The doctors thanked the Marine for his own kindness, moved by such profound gratitude form a man about to go to war in Afghanistan while facing the terminal illness of his beloved wife, the mother of his children.
Both the doctors and husband displayed the spirit of “blessedness” of today’s Gospel. Moved by compassion, the doctors put aside their own need to justify their prognosis to let the poor man assault them with questions; when he breaks down, they provide a safe place and time for him to grieve. The Marine then puts aside his own anger and hurt to recognize how hard this situation is for the doctors and expresses his gratitude for the compassion and support they had extended to him and his wife and would continue to provide. To be the among the blessed envisioned by Jesus means to put aside our own poverty and hunger in order to extend the care and compassion of Jesus to another; to provide, regardless of cost, havens for the lost to return, for the grieving to mourn, for the wounded to heal. Only in imitating the servanthood of Christ do we experience the true depth of our own faith; only in embracing his compassion and humility in our lives, do we enable the Spirit of God to renew and transform our world in God’s life and love.

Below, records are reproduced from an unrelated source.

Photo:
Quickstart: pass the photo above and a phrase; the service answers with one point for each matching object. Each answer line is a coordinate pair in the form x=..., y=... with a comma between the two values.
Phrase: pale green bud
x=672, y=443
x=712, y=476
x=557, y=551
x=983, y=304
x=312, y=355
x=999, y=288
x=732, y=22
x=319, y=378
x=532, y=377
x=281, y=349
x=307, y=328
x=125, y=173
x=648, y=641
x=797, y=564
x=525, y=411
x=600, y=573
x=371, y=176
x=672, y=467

Dr. Bill Davis is a young doctor with an old-fashioned country approach to medicine: for one thing, he likes making house calls. Carrying his battered, black medical bag, he often rides his son’s bike along the back roads in the rural towns of California where his patients live, spending an hour or so sitting at the bed or kitchen table trying to get to the bottom of what’s ailing them.

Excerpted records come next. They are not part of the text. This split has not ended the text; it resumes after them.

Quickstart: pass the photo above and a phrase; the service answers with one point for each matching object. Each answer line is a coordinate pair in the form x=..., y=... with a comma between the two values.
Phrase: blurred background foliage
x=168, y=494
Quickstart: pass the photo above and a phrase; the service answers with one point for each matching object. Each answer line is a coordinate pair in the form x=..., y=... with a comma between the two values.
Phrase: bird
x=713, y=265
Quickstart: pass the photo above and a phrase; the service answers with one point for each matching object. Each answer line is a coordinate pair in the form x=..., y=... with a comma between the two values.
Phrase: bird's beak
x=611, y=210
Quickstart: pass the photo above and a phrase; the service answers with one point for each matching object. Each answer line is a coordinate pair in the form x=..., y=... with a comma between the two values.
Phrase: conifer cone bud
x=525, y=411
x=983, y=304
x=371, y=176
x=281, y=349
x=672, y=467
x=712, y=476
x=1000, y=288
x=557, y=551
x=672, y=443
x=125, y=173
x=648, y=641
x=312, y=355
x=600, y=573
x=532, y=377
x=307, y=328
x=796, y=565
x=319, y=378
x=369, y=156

His approach has put him at odds with the HMO who paid his salary. The HMO felt his one-on-one style wasn’t good business, insisting that he see as many as six patients an hour. After six years of frustration and fighting, the 47 year-old physician, calling himself a “conscientious objector” to managed health care, quit his job last summer.
“I got tired of watching patients having to wait for oxygen or pain relief” because of HMO requirements and paperwork. “I became a thorn in their side because their big-city brand of medicine wasn’t doing justice to people in this town.”
Doctor Davis was prepared to leave medicine all together- save for what his patients did next. On the day he quit, dozens of his patients lined up outside his old office to cheer him on. Then they banded together for a nonprofit health-care foundation that would allow Doctor Davis to practice medicine as he saw fit. Volunteers refurbished an office in the heart of town in what residents proudly referred to as an old fashioned barn-raising. The new health care clinic will mainly treat poor Medicaid patients, charging on a sliding scale what patients can afford.
The new practice is not without risk to Doctor Davis and his family. He will forgo a salary for the first year, making money tight for his family. But his wife and sons agree that is worth the gamble.
“We’ll live out of a van if we have to,” said his wife, Wendy. “It’s so liberating to do what you believe in. Now Bill’s eyes light up when he talks about his patients. He’s become a real doctor again.
In Luke’s Sermon on the Mount, Jesus challenges everything our consumer-driven, me-first, bottom-line oriented society holds dear: Wealth and power are not the stuff of the reign of God, but humility, selflessness, and compassion are the treasures of the city of God. Today’s Gospel challenges us to embrace a new vision, a new attitude in approaching life: to seek the common good before our own needs and interests; to bring compassion and forgiveness to others despite our own anger, hurts, and unease; to free ourselves from the pursuit of things of this world in order to seek the lasting things of God.